I like my privacy. I like feeling sheltered within my own room. In fact I like it so much I don't often invite guests. I like to sleep, leave my cellphone on silent mode, disconnect from the outer world, clearing the cache of my mind. Palestinians who go through night raids are being deprived from their privacy, denied sleep. I like, once in a while, when I have money, to travel to other places, visit other cities or villages, just because new sights are refreshing. Palestinians in the west bank & Gaza need permits that aren't easy to acquire, and quite often they are postponed in checkpoints for long hours, denied of the right to manage their own time, denied of the right to see their relatives whenever they like,Get medical treatment, go to their studies at the universities that accepted them.
I enjoy civil court system while in the west bank, the Palestinians are subjected to martial law, and there are more, so much more privileges I, as an Israeli Jewish woman enjoy, that Palestinians don't have, and those privileges make true solidarity between them impossible, because someone being so well fed cab not "understand" the suffering of a hungry person, and besides , the only suffering I can understand is my own. What other people go through, I can just imagine.
I wish I could say, there you can have my privileges,
I don't need them, but what good will it do? I can not give my privileges, i can't pass them to another person, hand them out.
Unfortunately, suffering isn't unique phenomena that only applies to one kind of people. Suffering can't be compared, or relative. There are no arbitrary quantities of suffering. Suffering can be collective or individual.
As a privileged individual, I suffer alienation from the society I live in, that is racist & intolerant from basis.I suffer detachment from families & friends who won't accept my views, I suffer clinic depression & the stigma & prejudices related to it. I suffer my own over sensitivity that makes me kind of obsessed with anything related to human rights. I suffer my inability to disconnect, venting, relaxing because this is how life here is all about: something bad is always happening.I suffer having my own limits, of not being able to do everything I can and I suffer the guilt and shame for what my own people are doing as occupiers.

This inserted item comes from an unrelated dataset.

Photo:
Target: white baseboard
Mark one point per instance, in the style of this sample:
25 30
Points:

I am not asking for compassion. I think it is my own suffering that is motivating me to do whatever I can to be in solidarity with other people who are suffering, because solidarity is empowering for both sides.

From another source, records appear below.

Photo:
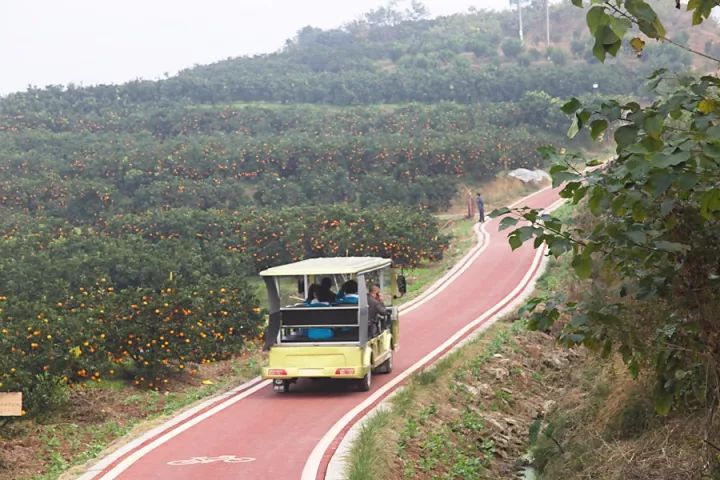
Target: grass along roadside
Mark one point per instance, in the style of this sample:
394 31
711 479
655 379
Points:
467 416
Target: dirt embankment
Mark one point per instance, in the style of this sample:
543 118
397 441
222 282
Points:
514 404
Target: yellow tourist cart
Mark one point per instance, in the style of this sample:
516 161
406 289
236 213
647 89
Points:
308 338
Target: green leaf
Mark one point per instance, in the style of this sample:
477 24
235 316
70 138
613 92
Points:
663 403
626 135
620 26
660 160
710 203
653 125
574 128
507 222
561 177
637 236
597 127
599 50
706 105
670 246
596 18
582 264
637 45
514 241
571 106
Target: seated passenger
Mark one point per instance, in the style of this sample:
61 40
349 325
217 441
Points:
349 296
313 299
325 294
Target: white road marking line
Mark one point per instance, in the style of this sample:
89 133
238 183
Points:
135 456
203 460
102 464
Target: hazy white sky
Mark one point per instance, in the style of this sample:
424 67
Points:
87 42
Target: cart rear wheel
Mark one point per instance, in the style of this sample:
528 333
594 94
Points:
281 385
366 381
386 366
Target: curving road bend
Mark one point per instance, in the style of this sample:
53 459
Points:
254 433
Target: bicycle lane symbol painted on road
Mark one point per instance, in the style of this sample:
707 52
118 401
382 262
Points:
221 458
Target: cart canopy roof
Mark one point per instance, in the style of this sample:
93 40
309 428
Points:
328 266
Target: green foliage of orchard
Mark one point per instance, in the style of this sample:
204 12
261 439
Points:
98 332
214 157
145 295
652 248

I am not asking for compassion and I don't want anyone to feel sorry for me: all I am asking is for people to understand that I do what I can, and even as a privileged one, I have my own limits & inabilities to fight against, I keep asking myself : am I doing my best? Is there more I could do? and I don't always know what is the most effective tactic to adopt.
But I try, and in every day, I hope I can do better. With all my heart, I do.